Mission Valley Elementary School is an elementary school in Fremont, California. It is one of 28 elementary schools in the city belonging to the Fremont Unified School District, located at 41700 Denise St 94539. Mission Valley is part of the Mission San Jose Attendance area, and feeds into Hopkins middle School and on to Mission San Jose High School.

Its mascot is the Mission Valley Beaver.

==Washington Attendance Area==

===Cabrillo Elementary School===

Cabrillo Elementary School is an elementary school in Fremont, California. It is located at 36700 San Pedro Drive 94536. It is one of 28 elementary schools in the city belonging to the Fremont Unified School District. Cabrillo is part of the Washington Attendance area, and goes to Washington High School and Centerville middle School.

===Glenmoor Elementary School===

Glenmoor Elementary School is an elementary school in Fremont, California. It is located at 4620 Mattos Drive 94536. It is one of 28 elementary schools in the city belonging to the Fremont Unified School District. Glenmoor is part of the Washington Attendance area, and goes to Washington High School and Centerville Junior High School. The school's mascot is the Wildcats.

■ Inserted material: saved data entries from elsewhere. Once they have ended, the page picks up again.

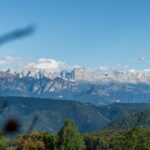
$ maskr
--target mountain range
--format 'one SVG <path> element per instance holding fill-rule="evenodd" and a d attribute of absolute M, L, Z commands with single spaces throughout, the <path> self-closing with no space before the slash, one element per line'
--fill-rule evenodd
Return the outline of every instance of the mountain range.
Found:
<path fill-rule="evenodd" d="M 150 102 L 150 72 L 0 71 L 0 96 L 76 100 L 92 104 Z"/>

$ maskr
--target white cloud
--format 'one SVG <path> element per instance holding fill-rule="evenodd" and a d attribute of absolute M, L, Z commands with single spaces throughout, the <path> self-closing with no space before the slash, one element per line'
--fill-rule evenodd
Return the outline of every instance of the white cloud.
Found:
<path fill-rule="evenodd" d="M 129 72 L 135 73 L 135 72 L 136 72 L 136 69 L 134 69 L 134 68 L 129 69 Z"/>
<path fill-rule="evenodd" d="M 145 57 L 145 56 L 140 56 L 138 58 L 138 61 L 140 61 L 141 63 L 150 63 L 150 58 Z"/>
<path fill-rule="evenodd" d="M 146 68 L 143 70 L 144 72 L 150 72 L 150 68 Z"/>
<path fill-rule="evenodd" d="M 6 56 L 0 59 L 0 65 L 23 64 L 23 60 L 19 57 Z"/>
<path fill-rule="evenodd" d="M 142 57 L 141 60 L 148 60 L 145 57 Z M 39 58 L 35 62 L 27 62 L 24 59 L 19 57 L 6 56 L 0 58 L 0 70 L 7 69 L 15 71 L 48 71 L 48 72 L 58 72 L 60 70 L 66 69 L 68 71 L 73 68 L 82 68 L 79 65 L 68 65 L 62 61 L 57 61 L 50 58 Z M 91 68 L 92 69 L 92 68 Z M 95 68 L 96 69 L 96 68 Z M 102 71 L 131 71 L 134 72 L 135 69 L 132 69 L 128 64 L 112 64 L 112 65 L 102 65 L 98 69 Z M 144 69 L 144 68 L 143 68 Z M 148 67 L 145 71 L 149 71 Z"/>
<path fill-rule="evenodd" d="M 114 64 L 112 65 L 112 69 L 128 69 L 129 65 L 127 64 Z"/>
<path fill-rule="evenodd" d="M 124 71 L 124 70 L 128 70 L 130 68 L 130 66 L 128 64 L 112 64 L 112 65 L 104 65 L 104 66 L 100 66 L 99 69 L 103 70 L 103 71 Z"/>
<path fill-rule="evenodd" d="M 0 70 L 19 70 L 24 66 L 25 62 L 19 57 L 6 56 L 0 58 Z"/>
<path fill-rule="evenodd" d="M 25 69 L 59 71 L 66 69 L 67 65 L 62 61 L 56 61 L 49 58 L 40 58 L 36 62 L 28 63 Z"/>
<path fill-rule="evenodd" d="M 106 67 L 106 66 L 100 66 L 99 69 L 102 70 L 102 71 L 105 71 L 105 70 L 108 70 L 109 68 Z"/>
<path fill-rule="evenodd" d="M 74 66 L 72 66 L 71 68 L 82 68 L 82 66 L 74 65 Z"/>
<path fill-rule="evenodd" d="M 140 57 L 138 58 L 138 60 L 139 60 L 139 61 L 145 61 L 145 60 L 146 60 L 146 57 L 145 57 L 145 56 L 140 56 Z"/>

===Tom Maloney Elementary School===

Tom Maloney Elementary School is an elementary school in Fremont, California. It is located at 38700 Logan Drive 94536. It is one of 28 elementary schools in the city belonging to the Fremont Unified School District. It opened in 1961 as the Glenmoor and Glen Manor developments were populated. Its mascot is the Bulldog and the school colors are Royal Blue and White. Maloney is part of the Washington Attendance area, and goes to Washington High School and Centerville Junior High School.

===Niles Elementary School===

Niles Elementary School is an elementary school in Fremont, California. It is located at 37141 Second Street 94536. It is one of 28 elementary schools in the city belonging to the Fremont Unified School District. One of the oldest schools in the area, it was constructed around the 1930s. The school mascot is the bulldog and the school colors are green and white and grey. Niles has a basketball team, a soccer team, and a cheerleading squad. It is part of the Washington attendance area and goes to Washington High School and Centerville Junior High School.

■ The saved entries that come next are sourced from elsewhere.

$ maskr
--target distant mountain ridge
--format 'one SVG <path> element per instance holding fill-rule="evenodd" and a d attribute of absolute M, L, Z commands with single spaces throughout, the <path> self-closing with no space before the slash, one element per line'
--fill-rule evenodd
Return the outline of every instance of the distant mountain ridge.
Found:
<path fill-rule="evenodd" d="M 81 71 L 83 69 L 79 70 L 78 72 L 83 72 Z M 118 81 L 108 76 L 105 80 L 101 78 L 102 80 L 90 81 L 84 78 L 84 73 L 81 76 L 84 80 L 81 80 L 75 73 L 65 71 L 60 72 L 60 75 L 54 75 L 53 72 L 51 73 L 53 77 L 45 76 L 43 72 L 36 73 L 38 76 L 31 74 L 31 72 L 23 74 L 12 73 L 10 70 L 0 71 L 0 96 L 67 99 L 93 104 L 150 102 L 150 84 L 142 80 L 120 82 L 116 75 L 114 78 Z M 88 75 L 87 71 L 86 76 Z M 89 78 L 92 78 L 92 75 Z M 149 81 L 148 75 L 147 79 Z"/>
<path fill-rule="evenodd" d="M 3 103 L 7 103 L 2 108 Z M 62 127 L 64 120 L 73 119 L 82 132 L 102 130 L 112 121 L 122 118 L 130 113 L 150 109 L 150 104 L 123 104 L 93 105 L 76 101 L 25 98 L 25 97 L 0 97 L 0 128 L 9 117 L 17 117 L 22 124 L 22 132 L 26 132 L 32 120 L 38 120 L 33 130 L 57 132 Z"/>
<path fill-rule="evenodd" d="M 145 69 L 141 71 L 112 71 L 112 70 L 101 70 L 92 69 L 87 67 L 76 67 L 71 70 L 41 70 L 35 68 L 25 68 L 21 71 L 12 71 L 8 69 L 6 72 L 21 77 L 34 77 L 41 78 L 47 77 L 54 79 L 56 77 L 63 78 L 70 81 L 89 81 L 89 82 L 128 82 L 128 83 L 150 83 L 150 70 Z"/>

Niles Elementary has instituted a Junior Safety Patrol program that encourages community involvement and leadership by having select 5th and 6th graders facilitate the loading and unloading zone as students come and go from school. This program is overseen by Niles Traffic Safety Coordinator, Robin Maccan.

===Parkmont Elementary School===

Parkmont Elementary School is an elementary school in Fremont, California. It is located at 2601 Parkside Drive 94536. It is one of 28 elementary schools in the city belonging to the Fremont Unified School District. The principal of Parkmont Elementary is Walter Lewis. Parkmont is part of the Washington Attendance area, and goes to Washington High School and Centerville Junior High School. Its school mascot is the panther, and has a basketball and soccer team.

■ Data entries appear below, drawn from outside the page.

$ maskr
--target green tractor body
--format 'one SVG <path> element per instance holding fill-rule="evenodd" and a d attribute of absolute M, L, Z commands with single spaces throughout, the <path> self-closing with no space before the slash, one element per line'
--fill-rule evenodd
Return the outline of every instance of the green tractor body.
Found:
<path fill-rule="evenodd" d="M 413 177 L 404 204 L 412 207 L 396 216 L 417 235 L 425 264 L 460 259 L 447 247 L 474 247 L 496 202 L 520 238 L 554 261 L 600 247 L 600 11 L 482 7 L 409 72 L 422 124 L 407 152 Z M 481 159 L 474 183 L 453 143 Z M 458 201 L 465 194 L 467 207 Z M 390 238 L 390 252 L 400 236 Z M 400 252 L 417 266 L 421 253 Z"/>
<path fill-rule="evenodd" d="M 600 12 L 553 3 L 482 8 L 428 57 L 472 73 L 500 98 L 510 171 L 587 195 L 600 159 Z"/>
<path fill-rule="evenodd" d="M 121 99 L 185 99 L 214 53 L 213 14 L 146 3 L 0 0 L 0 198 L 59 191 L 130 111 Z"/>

===Vallejo Mill Elementary School===

Vallejo Mill Elementary School is an elementary school in Fremont, California. It is located at 38569 Canyon Heights Drive 94536. It is one of 28 elementary schools in the city belonging to the Fremont Unified School District. Vallejo Mill is part of the Washington Attendance area, and goes to Washington High School and Centerville Junior High School.